According to labelled data

In [None]:
topic_sets = [[1, 3], [0, 12], [2, 4, 5, 6, 8, 9, 13, 14, 15, 16, 17, 18]]
topic_model_small.merge_topics(docs = docs_subset, topics_to_merge = topic_sets)

In [None]:
topic_model_small.get_topic_info()

**Check what results look like**

In [None]:
topic_predictions = topic_model_small.get_document_info(docs_subset)
topic_predictions

In [None]:
# Attach predicted topics onto original dataset
df_subset = df.loc[df.text.isin(docs_subset)]

df_pred_exp = df_subset.copy()
df_pred_exp["predicted_topic"] = topic_predictions["Topic"]
df_pred_exp["predicted_topic_prob"] = topic_predictions["Probability"]

df_pred_exp

**Compare actual categories to predicted topics:**

In [None]:
conf_matrix = pd.crosstab(df_pred_exp['target'], df_pred_exp['predicted_topic'], rownames=['Actual'], colnames=['Predicted'])
print (conf_matrix)

In [None]:
#Plot confusion matrix heatmap
plt.figure(figsize=(10, 10))
sns.set(font_scale=1.5)

sns.heatmap(conf_matrix,
            cmap='coolwarm',
            annot=True,
            fmt='.5g',
            vmax=200)

plt.xlabel('Predicted',fontsize=22)
plt.ylabel('Actual',fontsize=22)

Look at topics:

In [None]:
topic_model_small.get_topic(2)

In [None]:
topic_model_small.get_topic(0)

In [None]:
topic_model_small.get_topic(1)

--------

**Manually merge topics**

Based on topic hierarchy

In [None]:
# Load previous model
topic_model_small2 = BERTopic.load("models/my_model_small")

In [None]:
topic_sets = [[11,15,16],[3,4,5],[0,2,9,1,7,12]]
topic_model_small2.merge_topics(docs = docs_subset, topics_to_merge = topic_sets)

In [None]:
topic_model_small2.get_topic_info()

**Check what results look like**

In [None]:
topic_predictions = topic_model_small2.get_document_info(docs_subset)
topic_predictions

In [None]:
# Attach predicted topics onto original dataset
df_subset = df.loc[df.text.isin(docs_subset)]

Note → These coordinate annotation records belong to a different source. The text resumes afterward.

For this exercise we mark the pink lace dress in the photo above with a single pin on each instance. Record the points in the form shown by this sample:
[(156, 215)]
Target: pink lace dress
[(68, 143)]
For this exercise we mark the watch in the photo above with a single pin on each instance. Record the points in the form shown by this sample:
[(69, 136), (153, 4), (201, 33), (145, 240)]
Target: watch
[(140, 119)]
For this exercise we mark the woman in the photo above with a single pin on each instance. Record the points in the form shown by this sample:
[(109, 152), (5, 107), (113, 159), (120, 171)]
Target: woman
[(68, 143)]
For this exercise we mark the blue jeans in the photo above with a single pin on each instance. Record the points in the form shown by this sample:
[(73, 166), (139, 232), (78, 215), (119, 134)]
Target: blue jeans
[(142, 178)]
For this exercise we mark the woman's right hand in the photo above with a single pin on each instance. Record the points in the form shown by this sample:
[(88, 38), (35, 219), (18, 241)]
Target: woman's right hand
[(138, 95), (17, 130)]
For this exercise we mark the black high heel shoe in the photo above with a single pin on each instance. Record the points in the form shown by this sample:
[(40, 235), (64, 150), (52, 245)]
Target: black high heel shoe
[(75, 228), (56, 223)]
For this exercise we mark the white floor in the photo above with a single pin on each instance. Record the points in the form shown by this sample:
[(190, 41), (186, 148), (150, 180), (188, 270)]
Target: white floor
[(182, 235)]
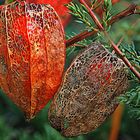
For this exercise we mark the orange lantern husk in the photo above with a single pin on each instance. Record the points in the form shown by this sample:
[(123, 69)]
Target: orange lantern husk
[(32, 54)]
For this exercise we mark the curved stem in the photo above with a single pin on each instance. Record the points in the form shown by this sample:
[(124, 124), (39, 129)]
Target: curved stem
[(127, 12)]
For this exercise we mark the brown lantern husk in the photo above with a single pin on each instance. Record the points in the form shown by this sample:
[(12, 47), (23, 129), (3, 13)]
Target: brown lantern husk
[(88, 94)]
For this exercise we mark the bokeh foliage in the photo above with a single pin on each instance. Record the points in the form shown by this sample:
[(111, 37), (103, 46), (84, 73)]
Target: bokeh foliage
[(14, 126)]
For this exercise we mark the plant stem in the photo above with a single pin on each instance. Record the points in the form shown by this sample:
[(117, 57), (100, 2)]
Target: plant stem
[(115, 47), (127, 12), (92, 14)]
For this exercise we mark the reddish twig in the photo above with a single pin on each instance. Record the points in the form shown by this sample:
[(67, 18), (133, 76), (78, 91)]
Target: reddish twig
[(94, 17), (115, 47), (127, 12)]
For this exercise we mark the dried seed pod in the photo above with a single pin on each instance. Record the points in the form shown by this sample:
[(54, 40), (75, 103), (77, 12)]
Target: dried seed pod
[(87, 96), (32, 54)]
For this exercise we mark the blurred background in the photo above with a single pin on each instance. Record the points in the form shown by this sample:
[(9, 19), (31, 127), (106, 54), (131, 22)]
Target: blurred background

df_pred_exp = df_subset.copy()
df_pred_exp["predicted_topic"] = topic_predictions["Topic"]
df_pred_exp["predicted_topic_prob"] = topic_predictions["Probability"]

df_pred_exp

**Compare actual categories to predicted topics:**

In [None]:
conf_matrix = pd.crosstab(df_pred_exp['target'], df_pred_exp['predicted_topic'], rownames=['Actual'], colnames=['Predicted'])
print (conf_matrix)

In [None]:
#Plot confusion matrix heatmap
plt.figure(figsize=(10, 10))
sns.set(font_scale=1.5)

sns.heatmap(conf_matrix,
            cmap='coolwarm',
            annot=True,
            fmt='.5g',
            vmax=200)

plt.xlabel('Predicted',fontsize=22)
plt.ylabel('Actual',fontsize=22)

This doesn't give the results expected.